Data were aligned to mm10 genome using BWA-MEM (76, 77), and fragments per kilobase of transcript per million fragments mapped–normalized coverage tracks were generated using the bamCoverage tool from the deepTools framework (78). H3K36me3 peaks were called with SICER2 (ref. 79; window size 200 bp, redundancy_threshold 1), and genes bound by H3K36me3 were identified as those with >40% of their respective gene bodies covered by called peaks (n = 9,225 genes). Genes showing gain or loss of H3K36me3 were calculated using normalized read counts within H3K36me3-bound genes using the deepTools multiBigwigSummary tool (fold change >1.5, nominal Wilcoxon P < 0.05; n = 1 gain, n = 2,368 loss). Read density plots were generated using the deepTools computeMatrix and plotHeatmap tools.

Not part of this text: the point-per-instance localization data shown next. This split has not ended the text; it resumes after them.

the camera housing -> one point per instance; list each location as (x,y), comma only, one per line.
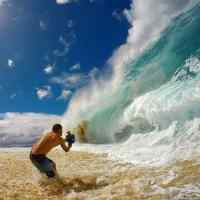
(70,138)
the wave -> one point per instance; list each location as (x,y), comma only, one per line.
(151,102)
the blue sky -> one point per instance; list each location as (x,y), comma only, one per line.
(49,50)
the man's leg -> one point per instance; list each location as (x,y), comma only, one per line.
(50,168)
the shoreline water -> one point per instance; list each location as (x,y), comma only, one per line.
(90,176)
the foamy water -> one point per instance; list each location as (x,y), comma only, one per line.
(86,176)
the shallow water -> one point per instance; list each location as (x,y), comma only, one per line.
(87,176)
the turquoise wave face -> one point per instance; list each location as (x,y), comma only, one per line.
(157,66)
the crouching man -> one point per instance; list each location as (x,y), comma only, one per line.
(41,148)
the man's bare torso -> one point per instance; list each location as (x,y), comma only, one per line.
(46,143)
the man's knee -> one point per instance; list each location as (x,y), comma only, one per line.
(51,174)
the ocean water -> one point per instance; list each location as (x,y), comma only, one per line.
(151,116)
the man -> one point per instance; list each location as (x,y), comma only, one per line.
(41,148)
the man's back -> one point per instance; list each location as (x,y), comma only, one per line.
(46,143)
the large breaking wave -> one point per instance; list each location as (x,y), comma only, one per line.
(151,103)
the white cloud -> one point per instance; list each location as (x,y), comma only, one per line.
(69,80)
(75,67)
(65,1)
(65,94)
(44,92)
(93,73)
(22,129)
(11,63)
(49,69)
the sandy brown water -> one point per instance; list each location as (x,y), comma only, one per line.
(86,176)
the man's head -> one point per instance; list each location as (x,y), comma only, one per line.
(57,128)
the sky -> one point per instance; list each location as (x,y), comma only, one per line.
(50,49)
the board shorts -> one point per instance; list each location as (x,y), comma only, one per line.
(43,164)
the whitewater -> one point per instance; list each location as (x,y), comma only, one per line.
(141,119)
(147,111)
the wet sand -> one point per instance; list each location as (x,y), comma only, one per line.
(86,176)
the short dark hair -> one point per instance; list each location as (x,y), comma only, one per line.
(56,127)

Library preparation, sequencing, and postprocessing of raw data were performed at the Epigenomics Core at WCM or the New York Genome Center. Libraries were prepared using the Illumina TruSeq Stranded mRNA Library Prep Kit (Illumina, 20020594) and sequenced with PE50 paired-end sequencing, performed on an Illumina NovaSeq 6000 sequencer. Sequencing results were aligned to mm10 using STAR and annotated to RefSeq using the R subread package. Differential gene expression was identified using the EdgeR package (80) with thresholds of fold change >1.5 and P < 0.01, adjusted for multiple testing using Benjamini–Hochberg correction. Hierarchical clustering was performed using Euclidean distance of log transcripts per million values of genes. GSEA was performed using the GSEA algorithm (81), and pathway analysis was performed using the PAGE algorithm (82).

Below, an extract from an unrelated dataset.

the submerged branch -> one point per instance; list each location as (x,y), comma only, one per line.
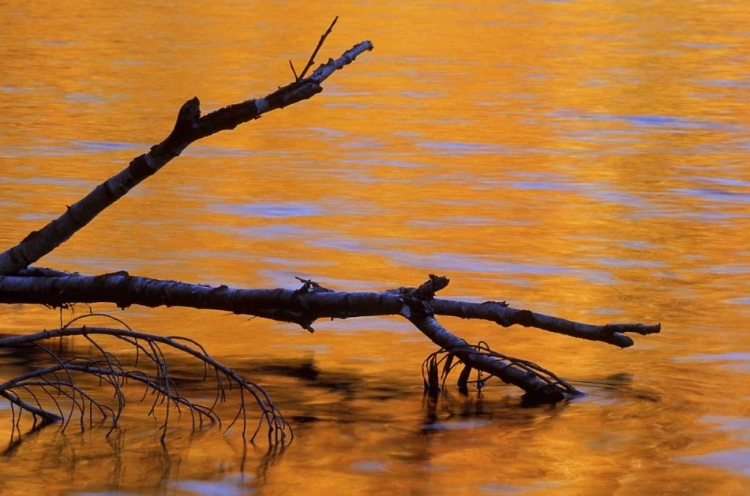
(190,127)
(59,381)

PRO-seq Data Preparation and Processing
PRO-seq libraries were prepared according to previously described protocols (50). Exceptions include using a run-on Master Mix, with biotinylated nucleotides at 10 mmol/L Biotin-11-ATP, 10 mmol/L Biotin-11-GTP, 100 mmol/L Biotin-11-CTP, and 100 mmol/L Biotin-11-UTP; digested RNA by base hydrolysis in 0.2N NaOH on ice was reduced from 8 to 6 minutes. Briefly, chromatin from 1e6 cells per sample was mixed with a 1:10,000 ratio of S2 chromatin and normalized by dividing mouse reads in each sample by the total number of S2 reads in the same sample. Libraries were prepared using adapters that contain a 6-bp unique molecular identifier sequence on read1. Libraries were competitively aligned to a genome that resulted by merging mm10 assembly with D.melanogaster dm3 genome assembly. Alignment was performed using the proseq2.0 pipeline developed by the Danko lab (https://github.com/Danko-Lab/proseq2.0) using the parameters -PE –RNA5 = R2_5prime –UMI1 = 6.
Downstream analysis was performed in R using Genomic (83) and Brgenomics1.1.3 (https://mdeber.github.io/index.html). Gene expression was quantified using the GENCODE v20 annotations in mouse, and differential expression was quantified using DESeq2 (84). The total number of reads around each transcription start site (TSS) or within gene bodies of annotated GENCODE v20 genes was counted with a 200-bp window centered on gene start sites, whereas gene bodies were defined as the entirety of the gene excluding the first and last 300 bp from the TSS and the transcription end site, respectively. Raw PRO-seq counts were used as input to DESeq2 along with the mouse/fly ratios as scaling factors.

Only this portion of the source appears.